Chi guadagna di più? I liberi professionisti

Se si guarda alle categorie, il reddito medio più elevato è quello dichiarato dai lavoratori autonomi, che sfiora i 70.360 euro, seguito dagli imprenditori individuali (29.250 euro). I lavoratori dipendenti dichiarano in media 23.290 euro, i pensionati 21.260. Ma attenzione: i redditi dei dipendenti sono calcolati al netto dei contributi, mentre per autonomi e imprenditori sono al lordo, con una media di oltre 10mila euro in contributi figurativi che non emergono nei totali ufficiali.

Un fisco da riformare

I dati 2023 confermano: il sistema fiscale italiano è sbilanciato. Poche persone, con redditi medio-alti, sostengono la gran parte dell’Irpef, mentre evasione e disuguaglianze territoriali continuano a penalizzare l’equità del sistema.
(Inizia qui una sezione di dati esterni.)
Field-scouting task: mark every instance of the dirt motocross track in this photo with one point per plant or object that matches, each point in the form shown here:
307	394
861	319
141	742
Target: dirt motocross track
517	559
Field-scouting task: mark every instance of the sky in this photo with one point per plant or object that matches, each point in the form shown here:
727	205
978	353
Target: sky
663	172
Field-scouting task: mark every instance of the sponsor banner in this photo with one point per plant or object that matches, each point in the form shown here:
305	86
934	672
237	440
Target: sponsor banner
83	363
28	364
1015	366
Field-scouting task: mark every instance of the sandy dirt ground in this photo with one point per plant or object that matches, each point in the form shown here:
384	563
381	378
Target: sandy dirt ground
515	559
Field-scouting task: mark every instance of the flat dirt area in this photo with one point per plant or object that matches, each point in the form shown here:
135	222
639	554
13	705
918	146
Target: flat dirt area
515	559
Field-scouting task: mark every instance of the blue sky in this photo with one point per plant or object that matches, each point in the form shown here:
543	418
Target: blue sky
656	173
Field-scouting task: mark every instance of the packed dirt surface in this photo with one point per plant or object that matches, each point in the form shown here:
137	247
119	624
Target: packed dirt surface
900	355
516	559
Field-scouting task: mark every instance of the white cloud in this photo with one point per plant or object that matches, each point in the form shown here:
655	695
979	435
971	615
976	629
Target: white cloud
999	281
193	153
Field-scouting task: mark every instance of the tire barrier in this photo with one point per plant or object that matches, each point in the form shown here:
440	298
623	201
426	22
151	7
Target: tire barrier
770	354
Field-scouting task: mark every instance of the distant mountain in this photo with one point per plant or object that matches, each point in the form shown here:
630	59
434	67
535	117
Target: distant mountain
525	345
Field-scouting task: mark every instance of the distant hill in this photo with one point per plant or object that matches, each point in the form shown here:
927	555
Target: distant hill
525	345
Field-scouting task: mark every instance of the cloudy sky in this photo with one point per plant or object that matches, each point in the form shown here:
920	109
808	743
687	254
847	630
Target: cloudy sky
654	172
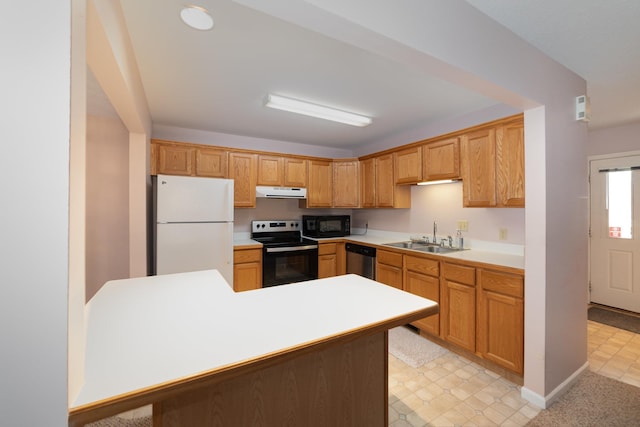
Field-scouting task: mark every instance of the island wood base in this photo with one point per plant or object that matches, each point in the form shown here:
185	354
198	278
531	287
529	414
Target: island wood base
345	384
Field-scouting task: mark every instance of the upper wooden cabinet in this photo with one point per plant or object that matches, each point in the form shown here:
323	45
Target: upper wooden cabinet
510	164
243	171
493	166
270	170
441	160
279	171
378	187
320	188
429	162
175	159
295	172
368	183
212	162
346	184
408	165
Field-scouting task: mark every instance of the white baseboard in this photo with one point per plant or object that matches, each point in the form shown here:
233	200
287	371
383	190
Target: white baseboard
546	401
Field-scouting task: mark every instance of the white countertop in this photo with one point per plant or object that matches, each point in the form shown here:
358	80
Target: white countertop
505	255
143	332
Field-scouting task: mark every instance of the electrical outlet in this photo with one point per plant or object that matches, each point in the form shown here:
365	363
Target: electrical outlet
502	234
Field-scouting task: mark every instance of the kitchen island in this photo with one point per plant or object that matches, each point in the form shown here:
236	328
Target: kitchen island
311	353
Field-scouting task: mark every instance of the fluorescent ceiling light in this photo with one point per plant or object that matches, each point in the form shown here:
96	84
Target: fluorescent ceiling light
196	17
315	110
442	181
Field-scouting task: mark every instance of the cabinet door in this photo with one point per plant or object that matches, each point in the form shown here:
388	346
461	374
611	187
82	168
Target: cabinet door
385	181
368	183
247	276
408	165
154	159
479	168
270	171
389	275
458	308
211	162
295	172
320	189
501	319
175	160
459	311
243	171
247	269
510	164
346	184
427	287
327	266
442	160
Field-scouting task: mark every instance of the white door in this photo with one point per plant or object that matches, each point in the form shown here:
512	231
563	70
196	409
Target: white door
615	224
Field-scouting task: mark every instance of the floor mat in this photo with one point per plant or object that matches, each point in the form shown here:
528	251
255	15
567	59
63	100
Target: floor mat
615	319
411	348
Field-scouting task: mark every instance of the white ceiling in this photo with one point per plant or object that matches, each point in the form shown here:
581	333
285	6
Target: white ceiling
217	80
597	39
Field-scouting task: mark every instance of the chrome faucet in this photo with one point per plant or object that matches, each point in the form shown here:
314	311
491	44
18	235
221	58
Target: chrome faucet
435	230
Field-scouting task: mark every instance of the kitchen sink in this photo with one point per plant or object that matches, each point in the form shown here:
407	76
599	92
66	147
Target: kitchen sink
407	245
422	247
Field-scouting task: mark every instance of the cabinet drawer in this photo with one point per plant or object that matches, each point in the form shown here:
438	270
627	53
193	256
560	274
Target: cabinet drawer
459	273
502	283
422	265
390	258
327	248
241	256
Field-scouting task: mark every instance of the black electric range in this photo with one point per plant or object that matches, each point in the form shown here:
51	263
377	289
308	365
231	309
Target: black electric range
287	257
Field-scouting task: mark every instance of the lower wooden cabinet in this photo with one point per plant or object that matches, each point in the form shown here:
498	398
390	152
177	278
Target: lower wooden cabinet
389	268
500	332
458	305
331	259
421	277
247	269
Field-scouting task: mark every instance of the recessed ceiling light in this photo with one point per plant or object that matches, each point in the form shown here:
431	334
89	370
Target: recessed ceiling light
196	17
315	110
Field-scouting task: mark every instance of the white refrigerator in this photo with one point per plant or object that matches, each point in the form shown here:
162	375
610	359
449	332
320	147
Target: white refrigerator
193	225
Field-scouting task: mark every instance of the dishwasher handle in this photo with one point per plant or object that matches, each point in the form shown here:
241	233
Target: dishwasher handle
362	250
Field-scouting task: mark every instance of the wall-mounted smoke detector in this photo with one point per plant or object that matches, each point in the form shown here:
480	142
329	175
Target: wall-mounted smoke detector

Una riforma strutturale, che preveda l’abbassamento tout court dell’Irpef obbligando i contribuenti a pagare previdenza e sanità per conto proprio (non mettendole sul groppone di chi porta avanti la propria impresa con sacrificio o di chi, semplicemente, guadagna di più per merito professionale), resta più che mai urgente.